Kenneth Cole found this out the hard way in February when he responded to deadly antigovernment protests in Egypt by tweeting: “Millions are in uproar in #Cairo. Rumor is they heard our new spring collection is now available online.” The cyber backlash was swift and brutal, and the designer, who apologized, got seemingly little credit for his long support of social causes.
It is in these unsettled waters that companies find themselves swimming or sinking or simply being pulled along by the current.
“Really smart retailers are spending some of their serious money not on inventory and not on just throwing spaghetti against the wall…but on really trying to figure out where their customers are headed and how they can guide that journey,” says Nancy Koehn, Harvard Business School professor and retail historian. “The consumer is changing.
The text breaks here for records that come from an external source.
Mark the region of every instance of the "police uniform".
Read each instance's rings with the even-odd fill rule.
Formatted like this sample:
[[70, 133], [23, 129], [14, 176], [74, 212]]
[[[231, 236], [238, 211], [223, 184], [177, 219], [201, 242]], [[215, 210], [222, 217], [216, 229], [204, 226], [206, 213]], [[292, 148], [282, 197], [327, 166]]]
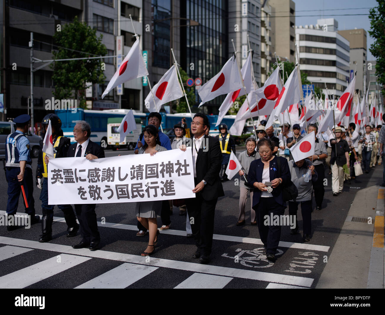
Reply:
[[[59, 117], [54, 114], [49, 114], [43, 119], [42, 124], [44, 125], [51, 121], [51, 125], [55, 127], [56, 134], [52, 139], [54, 146], [54, 158], [65, 158], [67, 152], [70, 145], [69, 138], [63, 137], [61, 135], [61, 122]], [[44, 178], [42, 191], [40, 194], [40, 200], [42, 201], [43, 217], [42, 218], [41, 235], [39, 241], [44, 243], [52, 239], [52, 223], [54, 219], [54, 208], [55, 205], [48, 204], [48, 181], [47, 164], [44, 160], [46, 154], [42, 151], [43, 141], [40, 141], [40, 149], [37, 160], [37, 168], [36, 169], [36, 184], [38, 186], [38, 179]], [[76, 222], [74, 209], [70, 204], [58, 204], [57, 207], [63, 212], [65, 222], [67, 224], [67, 237], [74, 236], [79, 229], [79, 225]]]
[[230, 155], [231, 150], [235, 154], [235, 142], [234, 138], [227, 132], [227, 126], [225, 124], [221, 124], [219, 126], [219, 129], [225, 128], [226, 132], [224, 134], [220, 133], [215, 137], [219, 141], [221, 151], [222, 151], [223, 160], [222, 161], [222, 169], [221, 170], [220, 176], [222, 181], [228, 180], [227, 175], [225, 172], [227, 168], [227, 164], [230, 159]]
[[[16, 117], [13, 122], [18, 124], [26, 124], [30, 120], [31, 117], [29, 115], [21, 115]], [[5, 142], [5, 158], [6, 176], [8, 182], [7, 214], [8, 216], [16, 214], [22, 185], [28, 203], [28, 208], [25, 208], [25, 213], [31, 216], [31, 224], [37, 223], [40, 217], [35, 215], [31, 149], [29, 141], [22, 131], [17, 130], [13, 133], [8, 135]], [[25, 161], [26, 164], [24, 178], [22, 181], [19, 182], [17, 175], [20, 172], [21, 161]], [[25, 206], [24, 202], [24, 206]], [[7, 228], [8, 230], [11, 230], [17, 227], [8, 226]]]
It’s a long-term change. It’s bigger than the recession, and it’s incumbent on smart retailers to understand that. Anthropological research—that’s what we need right now. We need to be much closer to the consumer than traditional market research allows.”
Consumer forecasters who used to confidently look out five or even 10 years ahead are now struggling to make sense of the shopper’s mind-set more than six months or a year into the future.
The simplest way to catch up and stay ahead of the curve might be to look at younger shoppers.
Buyology’s Sturgess pointed to American Eagle Outfitters Inc.’s 77kids concept as a retailer that gets the future, emphasizing interactivity, letting its shoppers put together outfits on touch-screen displays in the store.
“When [retailers] start serving consumers in these ways, they’re priming them,” she says. “Those are your future consumers coming in the door, and they will not be satiated, perhaps, with the more typical retail experiences.”
But looking over the horizon has always been tough in fashion.
“Retail is a game of ‘what have you done for me lately,’ ” says Matthew Katz, a partner at The Boston Consulting Group. “So many management teams and many boards have historically shown they are focused on the near term: We trade margin for revenue, we trade strategic decision for near-term growth so the market rewards us.”
The solution is not necessarily knowing the future but knowing that it’s coming and being flexible enough to jump at the opportunities.
“It’s being smart enough with the talent and the proficiencies you have inside to give yourself some room so you can be in a reactive mode when you need to be,” Katz says.
So there’s the answer: businesses need to be both reactive and proactive, plot the future but be flexible, listen to the customer yet give them things they haven’t even thought about.